- Poster
- Directed by: Thiru
- Produced by: K. Keshavan
- Starring: Namitha Kartheesh
- Cinematography: K. V. Suresh
- Edited by: MP Ravichandran
- Music by: Sundar C. Babu
- Production company: k Cinema
- Release date: 12 March 2010;
- Country: India
- Language: Tamil

= Azhagaana Ponnuthan =

Azhagaana Ponnuthan is a 2010 Indian Tamil-language romance film written and directed by Thiru that stars Namitha and newcomer Kartheesh, with R. Parthiban playing an older version of Karthick's role. The film is an unofficial remake of the Italian film Malèna (2000) directed by Giuseppe Tornatore. The film's score and soundtrack composed by Sundar C. Babu. The film was released on 12 March 2010.

==Plot==
An ageing Karthik recollects his travels with a woman whom he had developed an affinity in his teens. A younger Karthik falls instantly for a woman named Jennifer, who is older than him. She is admired and respected by everyone, especially men. It is all but Karthik's wild imagination is the rest. Karthik sings duets with Jennifer and runs behind her. However, in the latter half, he goes into a shell, brooding over his love and beloved. Twists and turns reveal that Jennifer's husband died in the India–Pakistan war of 1971. What happens then forms the climax.

==Production==
The film was launched in 2006 and was finished in 2009 due to production delays. Namitha refused to star halfway through the film.
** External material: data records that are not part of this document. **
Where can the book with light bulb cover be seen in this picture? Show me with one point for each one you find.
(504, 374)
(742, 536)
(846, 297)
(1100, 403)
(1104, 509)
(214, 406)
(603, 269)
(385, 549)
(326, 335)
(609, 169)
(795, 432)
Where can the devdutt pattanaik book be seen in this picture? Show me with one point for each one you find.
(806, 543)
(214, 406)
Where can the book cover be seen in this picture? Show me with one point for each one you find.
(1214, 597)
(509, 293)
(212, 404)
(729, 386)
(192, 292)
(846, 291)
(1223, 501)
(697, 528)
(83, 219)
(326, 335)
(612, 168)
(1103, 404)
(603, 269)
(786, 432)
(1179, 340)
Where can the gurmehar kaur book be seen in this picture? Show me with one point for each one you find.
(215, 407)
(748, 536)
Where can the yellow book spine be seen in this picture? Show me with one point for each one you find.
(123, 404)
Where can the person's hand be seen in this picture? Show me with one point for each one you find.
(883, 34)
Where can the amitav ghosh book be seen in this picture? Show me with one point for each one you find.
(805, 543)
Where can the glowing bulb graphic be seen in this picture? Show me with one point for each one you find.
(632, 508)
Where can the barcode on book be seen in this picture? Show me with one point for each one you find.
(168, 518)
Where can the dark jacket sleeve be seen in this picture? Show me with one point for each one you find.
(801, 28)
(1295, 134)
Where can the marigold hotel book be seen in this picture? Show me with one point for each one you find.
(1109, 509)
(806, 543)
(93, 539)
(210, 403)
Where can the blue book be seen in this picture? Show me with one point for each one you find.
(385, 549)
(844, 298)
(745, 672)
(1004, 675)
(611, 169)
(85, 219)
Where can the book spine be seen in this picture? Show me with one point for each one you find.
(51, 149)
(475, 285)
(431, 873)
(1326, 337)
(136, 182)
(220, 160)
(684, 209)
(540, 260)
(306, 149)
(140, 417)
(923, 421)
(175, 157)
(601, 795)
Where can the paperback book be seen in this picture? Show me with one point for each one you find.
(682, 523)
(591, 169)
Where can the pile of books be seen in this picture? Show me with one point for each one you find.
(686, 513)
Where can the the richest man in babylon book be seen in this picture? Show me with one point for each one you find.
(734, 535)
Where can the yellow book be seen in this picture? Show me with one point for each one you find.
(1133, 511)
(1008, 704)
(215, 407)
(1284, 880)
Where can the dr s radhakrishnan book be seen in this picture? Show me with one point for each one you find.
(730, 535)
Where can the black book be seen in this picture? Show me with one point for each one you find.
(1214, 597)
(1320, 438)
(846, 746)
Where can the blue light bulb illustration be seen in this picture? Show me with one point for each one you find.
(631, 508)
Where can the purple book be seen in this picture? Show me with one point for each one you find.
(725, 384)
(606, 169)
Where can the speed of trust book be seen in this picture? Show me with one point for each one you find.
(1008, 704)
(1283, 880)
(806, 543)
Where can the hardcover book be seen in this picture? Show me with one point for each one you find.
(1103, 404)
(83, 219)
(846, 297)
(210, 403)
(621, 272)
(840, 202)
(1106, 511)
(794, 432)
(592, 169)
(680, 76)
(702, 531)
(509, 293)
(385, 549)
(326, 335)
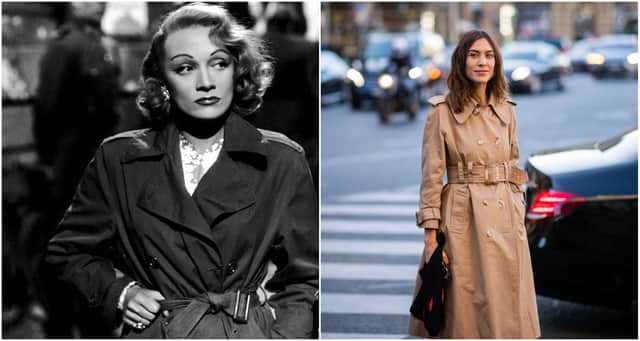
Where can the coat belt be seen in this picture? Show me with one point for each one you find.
(491, 173)
(234, 303)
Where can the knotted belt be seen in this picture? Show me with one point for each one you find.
(235, 304)
(490, 173)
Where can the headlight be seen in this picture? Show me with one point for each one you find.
(356, 77)
(385, 81)
(415, 73)
(595, 59)
(434, 73)
(520, 73)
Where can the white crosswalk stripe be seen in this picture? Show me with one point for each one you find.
(370, 248)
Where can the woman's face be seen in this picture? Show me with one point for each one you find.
(199, 73)
(480, 61)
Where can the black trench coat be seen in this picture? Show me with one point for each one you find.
(132, 213)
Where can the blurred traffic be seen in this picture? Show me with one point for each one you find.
(537, 58)
(582, 208)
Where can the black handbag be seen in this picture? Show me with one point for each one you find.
(428, 305)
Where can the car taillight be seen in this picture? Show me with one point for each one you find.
(552, 205)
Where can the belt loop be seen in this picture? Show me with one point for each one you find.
(241, 309)
(507, 171)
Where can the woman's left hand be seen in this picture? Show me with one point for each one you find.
(141, 306)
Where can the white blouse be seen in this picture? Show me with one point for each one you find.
(194, 164)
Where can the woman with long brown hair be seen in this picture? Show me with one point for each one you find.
(471, 134)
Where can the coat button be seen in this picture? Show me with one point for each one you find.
(153, 263)
(232, 268)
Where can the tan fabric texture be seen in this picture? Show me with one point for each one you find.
(491, 292)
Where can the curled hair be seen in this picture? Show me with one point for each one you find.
(461, 88)
(252, 72)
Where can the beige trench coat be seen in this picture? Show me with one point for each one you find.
(481, 212)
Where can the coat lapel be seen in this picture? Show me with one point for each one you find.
(227, 188)
(163, 194)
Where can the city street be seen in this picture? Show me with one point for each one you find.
(370, 180)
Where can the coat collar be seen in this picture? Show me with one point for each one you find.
(239, 136)
(500, 107)
(224, 189)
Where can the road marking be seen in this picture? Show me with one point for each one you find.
(370, 271)
(386, 197)
(366, 304)
(370, 210)
(402, 227)
(361, 336)
(376, 247)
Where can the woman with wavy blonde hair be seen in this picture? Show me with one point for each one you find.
(173, 228)
(471, 135)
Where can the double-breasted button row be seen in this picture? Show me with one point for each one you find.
(231, 268)
(480, 142)
(153, 262)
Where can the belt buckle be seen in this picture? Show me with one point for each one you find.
(491, 174)
(240, 312)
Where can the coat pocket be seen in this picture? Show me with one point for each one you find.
(458, 219)
(519, 207)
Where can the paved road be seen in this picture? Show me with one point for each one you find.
(370, 175)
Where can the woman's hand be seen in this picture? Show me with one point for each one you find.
(141, 306)
(430, 245)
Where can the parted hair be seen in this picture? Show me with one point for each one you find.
(253, 70)
(461, 88)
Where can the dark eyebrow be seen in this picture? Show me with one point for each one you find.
(472, 50)
(181, 55)
(220, 50)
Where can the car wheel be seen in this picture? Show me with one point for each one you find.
(384, 110)
(535, 86)
(560, 83)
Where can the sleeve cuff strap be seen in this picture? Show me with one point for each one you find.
(429, 213)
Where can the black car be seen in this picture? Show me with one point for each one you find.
(582, 214)
(333, 73)
(614, 55)
(375, 58)
(534, 66)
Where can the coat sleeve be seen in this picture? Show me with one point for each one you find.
(296, 257)
(78, 253)
(433, 167)
(514, 154)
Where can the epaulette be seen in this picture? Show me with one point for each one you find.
(127, 134)
(268, 135)
(435, 100)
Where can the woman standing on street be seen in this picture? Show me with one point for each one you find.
(172, 228)
(471, 133)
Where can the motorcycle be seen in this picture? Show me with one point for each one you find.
(399, 90)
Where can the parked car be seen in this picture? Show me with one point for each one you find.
(333, 73)
(614, 55)
(365, 70)
(578, 54)
(534, 66)
(582, 221)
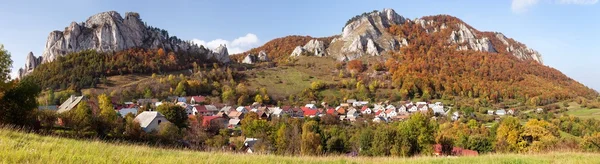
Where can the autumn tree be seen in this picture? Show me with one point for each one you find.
(175, 114)
(311, 139)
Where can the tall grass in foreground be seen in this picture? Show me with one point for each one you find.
(21, 147)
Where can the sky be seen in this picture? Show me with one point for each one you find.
(565, 32)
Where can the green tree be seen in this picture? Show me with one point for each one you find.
(107, 117)
(181, 88)
(281, 140)
(311, 139)
(5, 65)
(508, 135)
(258, 99)
(18, 104)
(175, 114)
(383, 140)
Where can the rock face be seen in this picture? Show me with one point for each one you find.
(315, 46)
(252, 59)
(31, 63)
(466, 35)
(108, 31)
(220, 54)
(262, 56)
(367, 35)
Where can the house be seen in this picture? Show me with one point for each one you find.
(124, 111)
(352, 114)
(391, 113)
(235, 115)
(439, 111)
(202, 110)
(422, 107)
(379, 119)
(456, 151)
(197, 99)
(50, 107)
(539, 110)
(366, 110)
(511, 112)
(455, 116)
(234, 123)
(241, 109)
(390, 107)
(402, 108)
(150, 120)
(249, 144)
(308, 112)
(500, 112)
(411, 108)
(143, 102)
(311, 106)
(211, 108)
(70, 103)
(350, 101)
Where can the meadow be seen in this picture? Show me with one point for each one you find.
(21, 147)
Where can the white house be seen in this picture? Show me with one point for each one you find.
(123, 112)
(241, 109)
(501, 112)
(412, 108)
(69, 104)
(391, 113)
(311, 106)
(150, 120)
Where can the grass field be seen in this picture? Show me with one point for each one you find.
(576, 110)
(19, 147)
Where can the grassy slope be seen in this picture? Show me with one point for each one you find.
(578, 111)
(18, 147)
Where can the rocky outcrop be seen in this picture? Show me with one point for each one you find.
(519, 51)
(31, 63)
(367, 35)
(466, 36)
(262, 56)
(109, 32)
(252, 59)
(298, 51)
(220, 54)
(315, 46)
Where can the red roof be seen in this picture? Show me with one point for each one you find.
(330, 111)
(198, 98)
(309, 112)
(206, 120)
(364, 108)
(456, 151)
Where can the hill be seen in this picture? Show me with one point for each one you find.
(19, 147)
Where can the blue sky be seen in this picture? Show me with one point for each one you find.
(565, 32)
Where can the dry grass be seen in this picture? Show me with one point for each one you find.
(19, 147)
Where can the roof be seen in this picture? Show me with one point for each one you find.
(198, 98)
(69, 104)
(211, 108)
(206, 120)
(310, 112)
(146, 117)
(51, 107)
(234, 113)
(234, 121)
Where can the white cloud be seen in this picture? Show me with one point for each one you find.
(578, 2)
(238, 45)
(519, 6)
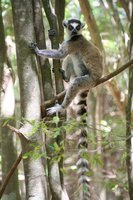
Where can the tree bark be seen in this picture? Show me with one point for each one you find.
(30, 97)
(129, 121)
(7, 104)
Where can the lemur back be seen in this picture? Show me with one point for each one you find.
(83, 65)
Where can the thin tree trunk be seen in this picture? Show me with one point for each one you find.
(7, 104)
(129, 122)
(30, 98)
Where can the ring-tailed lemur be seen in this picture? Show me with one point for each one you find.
(87, 68)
After Thiru filed a complaint at the Producers' Council, it was decided that Namitha should complete the film.

==Soundtrack==
The music was composed by Sundar C. Babu. Namitha received flak for not participating in the audio release.
- "Vaanathu Nilavu" – Karthik – Yugabharathi
- "Poovin Vayathenna" – Afsal – Kavivarman
- "Meesai Mulaivida" – Naresh Iyer – Kavivarman
- "Saama Kodangi" – Ganga – Yugabharathi
- "Enakkulle" – Karthik – Yugabharathi

== Release and reception ==
Since the film was given an 'A' (adults only) certificate, the film was not released in many theatres and became a box office failure. A critic from Sify wrote, "Keep away from this film, which leaves you cold!"